2018年7月19日木曜日

静嘉堂文庫美術館「明治からの贈り物」2


企画担当の長谷川祥子さんを加えたトークショーが盛り上がったことは、改めていうまでもありません。タケさんにうながされて、僕は「マイベストスリー」をあげました。①橋本雅邦の「龍虎図屏風」、②黒田清輝の「裸体婦人像」、③渡辺省亭下絵・濤川惣助作の「七宝四季花卉図瓶」です。

「龍虎図屏風」は、岩崎弥之助が応援した第4回内国勧業博覧会に出品された作品で、兄弟弟子・狩野芳崖の「悲母観音」などとともに、近代絵画として初めて重要文化財に指定された傑作です。もっとも僕は、雅邦が絵の「心持」を何よりも大切にし、四六時中「心持」「心持」といっているので、ついに「心持より餡ころ餅」と揶揄されるようになったというエピソードを披露して、笑いをとりました。

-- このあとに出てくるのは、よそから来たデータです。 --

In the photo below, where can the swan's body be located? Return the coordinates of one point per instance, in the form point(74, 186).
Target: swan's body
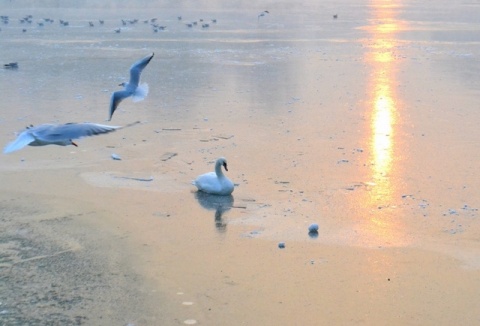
point(62, 135)
point(215, 183)
point(132, 88)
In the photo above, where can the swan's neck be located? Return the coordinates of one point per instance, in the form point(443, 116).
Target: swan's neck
point(218, 170)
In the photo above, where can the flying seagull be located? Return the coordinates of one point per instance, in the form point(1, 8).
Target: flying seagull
point(62, 134)
point(132, 88)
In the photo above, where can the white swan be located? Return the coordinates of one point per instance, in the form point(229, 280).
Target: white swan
point(215, 183)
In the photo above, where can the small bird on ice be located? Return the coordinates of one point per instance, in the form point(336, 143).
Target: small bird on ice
point(61, 134)
point(132, 88)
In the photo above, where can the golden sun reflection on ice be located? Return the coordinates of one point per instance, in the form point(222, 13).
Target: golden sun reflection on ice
point(382, 225)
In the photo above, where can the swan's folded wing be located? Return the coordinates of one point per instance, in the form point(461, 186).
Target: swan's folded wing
point(22, 140)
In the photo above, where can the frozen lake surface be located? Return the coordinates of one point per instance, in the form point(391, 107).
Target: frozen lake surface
point(365, 124)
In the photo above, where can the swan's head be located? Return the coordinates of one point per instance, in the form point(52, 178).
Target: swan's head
point(222, 161)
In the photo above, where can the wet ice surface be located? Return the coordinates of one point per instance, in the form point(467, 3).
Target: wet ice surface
point(365, 124)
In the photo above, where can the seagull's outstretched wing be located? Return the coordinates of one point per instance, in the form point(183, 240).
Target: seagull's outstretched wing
point(71, 131)
point(137, 68)
point(115, 100)
point(22, 140)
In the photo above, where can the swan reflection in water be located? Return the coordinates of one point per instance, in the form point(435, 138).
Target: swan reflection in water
point(219, 204)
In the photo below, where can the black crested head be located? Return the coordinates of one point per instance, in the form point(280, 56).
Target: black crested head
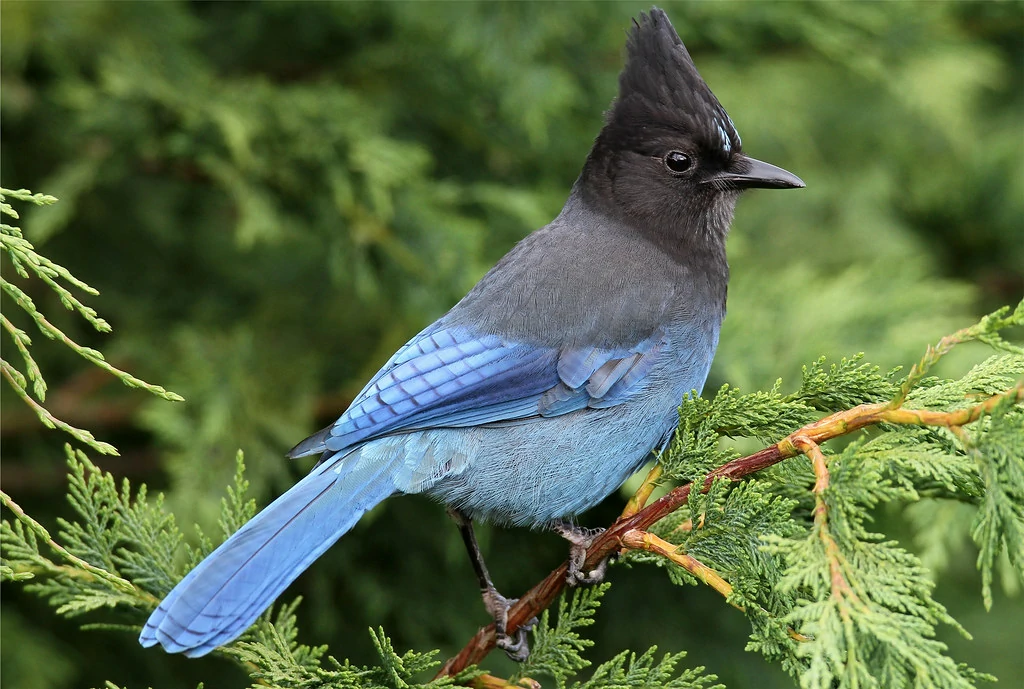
point(669, 159)
point(662, 86)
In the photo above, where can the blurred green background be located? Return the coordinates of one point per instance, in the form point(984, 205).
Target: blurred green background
point(272, 197)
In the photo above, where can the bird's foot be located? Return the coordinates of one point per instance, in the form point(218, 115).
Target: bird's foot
point(581, 539)
point(515, 646)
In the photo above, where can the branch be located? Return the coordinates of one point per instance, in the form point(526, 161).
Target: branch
point(543, 595)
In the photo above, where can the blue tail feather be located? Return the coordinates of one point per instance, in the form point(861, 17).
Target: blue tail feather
point(225, 593)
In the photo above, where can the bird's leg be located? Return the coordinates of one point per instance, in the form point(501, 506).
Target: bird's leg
point(580, 540)
point(496, 604)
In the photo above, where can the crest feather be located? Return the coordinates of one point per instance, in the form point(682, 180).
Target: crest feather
point(660, 86)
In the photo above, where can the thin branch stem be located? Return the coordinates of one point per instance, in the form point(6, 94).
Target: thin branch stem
point(544, 594)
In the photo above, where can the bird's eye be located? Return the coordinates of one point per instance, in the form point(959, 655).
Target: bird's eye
point(678, 162)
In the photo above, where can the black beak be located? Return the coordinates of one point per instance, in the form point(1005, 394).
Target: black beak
point(749, 173)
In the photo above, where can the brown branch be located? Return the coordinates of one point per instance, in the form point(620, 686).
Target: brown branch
point(652, 544)
point(543, 595)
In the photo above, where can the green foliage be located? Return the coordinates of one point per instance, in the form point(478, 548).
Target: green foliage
point(28, 262)
point(556, 650)
point(271, 198)
point(629, 670)
point(836, 603)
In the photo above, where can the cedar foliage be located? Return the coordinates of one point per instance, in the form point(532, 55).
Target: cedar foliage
point(219, 184)
point(829, 600)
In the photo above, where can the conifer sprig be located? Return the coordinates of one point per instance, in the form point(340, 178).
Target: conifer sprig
point(998, 527)
point(29, 263)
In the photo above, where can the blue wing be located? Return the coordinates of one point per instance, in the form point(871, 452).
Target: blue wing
point(456, 378)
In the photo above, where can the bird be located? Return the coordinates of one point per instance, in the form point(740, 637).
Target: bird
point(549, 384)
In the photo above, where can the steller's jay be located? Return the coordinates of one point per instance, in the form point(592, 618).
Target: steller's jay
point(549, 384)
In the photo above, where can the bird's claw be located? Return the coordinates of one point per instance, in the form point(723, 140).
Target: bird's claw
point(581, 539)
point(515, 646)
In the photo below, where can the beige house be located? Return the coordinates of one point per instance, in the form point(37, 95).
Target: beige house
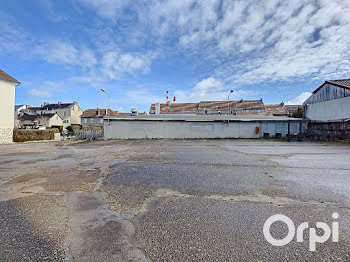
point(69, 112)
point(7, 103)
point(43, 120)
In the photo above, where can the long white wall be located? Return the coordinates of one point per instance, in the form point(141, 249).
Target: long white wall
point(335, 109)
point(133, 129)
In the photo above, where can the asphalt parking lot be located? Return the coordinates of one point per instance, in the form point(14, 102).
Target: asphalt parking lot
point(170, 200)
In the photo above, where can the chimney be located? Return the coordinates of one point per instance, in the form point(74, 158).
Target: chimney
point(167, 97)
point(134, 111)
point(157, 108)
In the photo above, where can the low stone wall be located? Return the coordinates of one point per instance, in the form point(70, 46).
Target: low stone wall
point(23, 135)
point(339, 130)
point(6, 135)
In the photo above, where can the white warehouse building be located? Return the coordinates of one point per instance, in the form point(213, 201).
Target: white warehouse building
point(329, 102)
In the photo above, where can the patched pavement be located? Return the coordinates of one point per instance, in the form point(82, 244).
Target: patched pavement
point(170, 200)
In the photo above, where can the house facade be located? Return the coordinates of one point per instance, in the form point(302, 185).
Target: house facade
point(329, 102)
point(95, 116)
point(7, 103)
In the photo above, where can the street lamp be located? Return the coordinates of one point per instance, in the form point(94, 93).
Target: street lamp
point(109, 102)
point(228, 101)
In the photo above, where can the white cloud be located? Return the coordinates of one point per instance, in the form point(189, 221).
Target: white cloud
point(109, 9)
point(299, 100)
point(211, 89)
point(45, 91)
point(115, 64)
point(247, 41)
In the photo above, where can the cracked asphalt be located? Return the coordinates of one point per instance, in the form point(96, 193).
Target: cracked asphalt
point(170, 200)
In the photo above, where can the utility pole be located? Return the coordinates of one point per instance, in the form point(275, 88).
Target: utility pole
point(109, 103)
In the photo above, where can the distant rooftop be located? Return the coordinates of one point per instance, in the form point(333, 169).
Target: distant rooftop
point(342, 82)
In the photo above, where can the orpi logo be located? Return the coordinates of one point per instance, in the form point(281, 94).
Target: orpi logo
point(314, 238)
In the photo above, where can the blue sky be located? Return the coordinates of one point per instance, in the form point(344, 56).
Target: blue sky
point(197, 50)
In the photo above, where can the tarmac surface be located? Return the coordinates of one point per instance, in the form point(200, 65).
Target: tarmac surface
point(170, 200)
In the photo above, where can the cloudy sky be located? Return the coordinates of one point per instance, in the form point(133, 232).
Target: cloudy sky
point(197, 50)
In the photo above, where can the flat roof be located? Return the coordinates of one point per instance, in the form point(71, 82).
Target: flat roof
point(201, 118)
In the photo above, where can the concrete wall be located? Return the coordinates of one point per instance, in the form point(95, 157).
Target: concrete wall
point(7, 104)
point(335, 109)
point(325, 131)
point(135, 129)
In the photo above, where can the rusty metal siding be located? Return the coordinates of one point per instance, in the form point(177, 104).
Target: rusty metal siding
point(326, 93)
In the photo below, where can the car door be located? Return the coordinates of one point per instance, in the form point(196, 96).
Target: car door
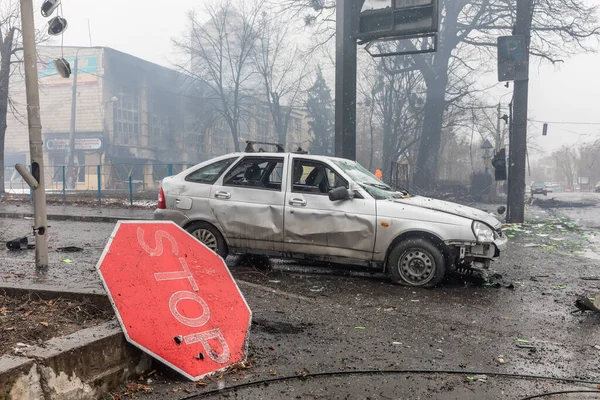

「裸体婦人像」については、「饒舌館長」の<横浜美術館「ヌード展」>をご参照下さいといって、スルーしました。「七宝四季花卉図瓶」は、近代的な超絶技巧を誇る明治工芸のシンボリックな作品ですが、そこに四季草花の伝統が脈々と生きている点に大きな興味をひかれます。田中一村の次にブームとなる花鳥画家は、渡辺省亭で決まりです(!?)